Waldo Pizza and Minsky's have pretty good St. Louis style pizza. (Yes haters, I said Minsky's.) Imo's is okay, but the cheese is a little salty.
Ii grew up on Imo's pizza.
It is King.
I didn't know what the heck that goo was on my pizza until I read this review and I didn't know St Louis claimed their own style pizza. But I can tell one thing; ST Louis style pizza is grotesque. I used to work for a company that brought George's pizza in for lunch and it crap then, back when George owned it. He used to drop that crap off. Ugh
That dried-up piece of crap in your Johnny C's picture does not resemble pizza I have ever had from there.
No, Johnny's is not as good as Waldo…it's just *different*. But if I am hungry for pizza it's Waldo's or Johnny C's…nothing else comes close in KC.
OK. I've lived in both towns and love 'em both. Truth? I understand not wanting to get next to the provel for those who didn't grow up with it.
HOWEVER, the truth is KC is NOT a pizza town! St. Louis style pizza or not. In St. Louis, you can go many places for a great pizza WITHOUT the provel, just mozzarella on a thin crust, or a chicago deep dish, etc.
If someone opens up a place in KC that has a great pizza (we did go to Waldo Pizza and it was good), they would clean up!
OK. I've lived in both towns and love 'em both. Truth? I understand not wanting to get next to the provel for those who didn't grow up with it.
HOWEVER, the truth is KC is NOT a pizza town! St. Louis style pizza or not. In St.
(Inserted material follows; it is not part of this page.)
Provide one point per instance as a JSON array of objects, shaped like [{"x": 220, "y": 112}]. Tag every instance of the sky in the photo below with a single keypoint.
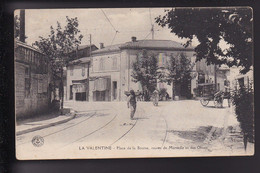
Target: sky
[{"x": 128, "y": 21}]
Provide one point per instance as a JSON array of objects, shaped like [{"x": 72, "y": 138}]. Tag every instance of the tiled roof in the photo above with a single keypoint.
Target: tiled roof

Louis, you can go many places for a great pizza WITHOUT the provel, just mozzarella on a thin crust, or a chicago deep dish, etc.
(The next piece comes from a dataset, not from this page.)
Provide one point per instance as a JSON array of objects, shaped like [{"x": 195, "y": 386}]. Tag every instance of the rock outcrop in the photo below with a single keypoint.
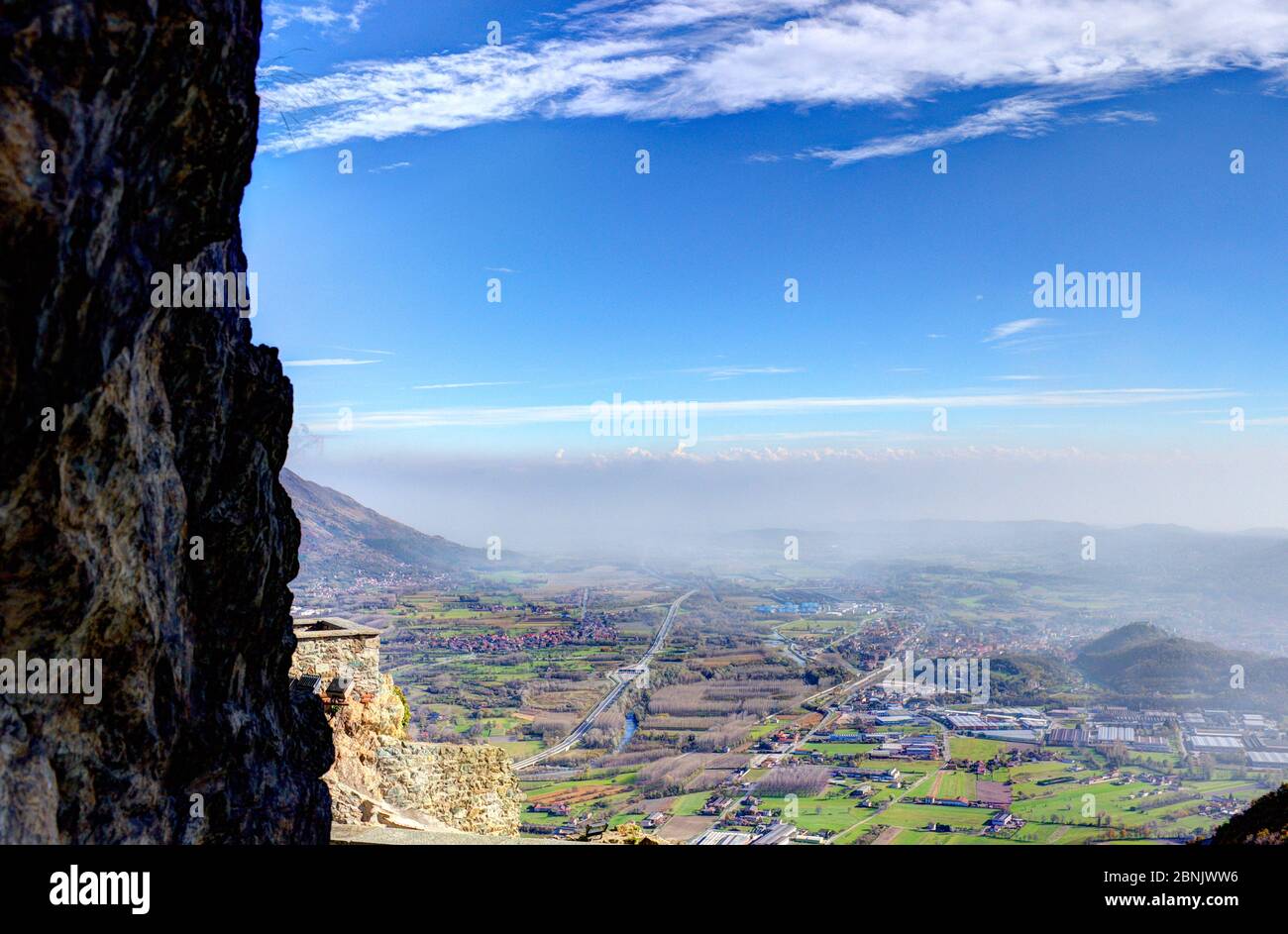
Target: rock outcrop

If someone opens up a place in KC that has a great pizza (we did go to Waldo Pizza and it was good), they would clean up!
DLC, I just felt like commenting on my recent Johnny C's experience. I took my friend there the other day…I had no idea he'd never been, but anyway, I got my usual: pepperoni, sausage, mixed cheese, extra sauce (I usually go a little well done but didn't have time). Well, it was great. My friend loved it so much he wanted to come back the next day (yes, we're fat). Let me just say, they screwed up our order – we ended up with a pepperoni & mushroom, no extra sauce, and just provel. I hated it. It was dry and the cheese was cloying.
Now, ordered the way I usually do with the mixed cheese and extra sauce I love it. The "normal" way they serve it…not so much
Oh, one more thing. Don't bother with the Italian beef at Johnny C's. It actually isn't too bad of a sandwich, but it isn't an Italian beef. It is roast beef on a fairly crusty roll, with pickled banana peppers, the ubiquitous provel, and a small portion cup of jus.